Its a Romanian WASR-10. Im not big into the tactical stuff on it so I generally dont add any value to it. Plus that scope mount sits so high a good cheek weld is impossible, heck even a chin weld would be tough.

The WASR-10 is a bit sloppy in finish, but I personally have a soft spot for Romanian rifles, they really are dern good guns. Unlike the first Romanians that were imported to the US, the WASR-10 has a receiver made specifically for export. It works the same but visually its a bit different.


Adam I will swing by in a bit to grab my wifes purse.


----------



## shootnstarz (May 4, 2011)

Which one of these has the single stack mag? I thought the WASR was it.

Rick


----------



## TheRoguePirate (Nov 3, 2011)

i love what you did to it. if i had something to trade you wanted let me know??!!!


----------



## sniperpeeps (Mar 5, 2011)

TheRoguePirate said:


> i love what you did to it. if i had something to trade you wanted let me know??!!!

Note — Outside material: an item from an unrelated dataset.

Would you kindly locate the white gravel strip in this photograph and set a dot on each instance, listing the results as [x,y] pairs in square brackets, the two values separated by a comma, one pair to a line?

I just picked it up in a trade actually, I just put it in the FS section

http://www.pensacolafishingforum.com/f68/wts-ak-47-w-mods-mags-ammo-127747/#post976588


----------



## TheRoguePirate (Nov 3, 2011)

sorry amigo, but promised the old lady that i would not buy any more guns or fishing gear till after the wedding in october. but i am allowed to free trade! good luck selling


----------



## sniperpeeps (Mar 5, 2011)

I hear you I got this in a trade from something else I got in a trade....the wife wants a pontoon boat so trying to free up some cash.


----------



## TraderDan (Jul 25, 2009)

*WoW That's Nice*



TheRoguePirate said:


> sorry amigo, but promised the old lady that i would not buy any more guns or fishing gear till after the wedding in october. but i am allowed to free trade! good luck selling


 WoW that is really Nice of you, your gonna make a graet husband!
hey just pickin" I just bought a very similar, romanian AK Variant for 400.00, hoppin that I got a deal its was in great cond. STG200 made in romania


----------



## kendive (Sep 9, 2008)

shootnstarz said:


> Which one of these has the single stack mag? I thought the WASR was it.
> 
> Rick


Can't remember that one but they are out there...


----------



## skullworks (Oct 2, 2007)

The original WASR AKs were single stack rifles I believe.


----------



## Crashcrew (Apr 15, 2012)

The WASR is a fun gun to shoot. Very accurate at 100 yds. I would never depart with mine. And ammo is cheap


----------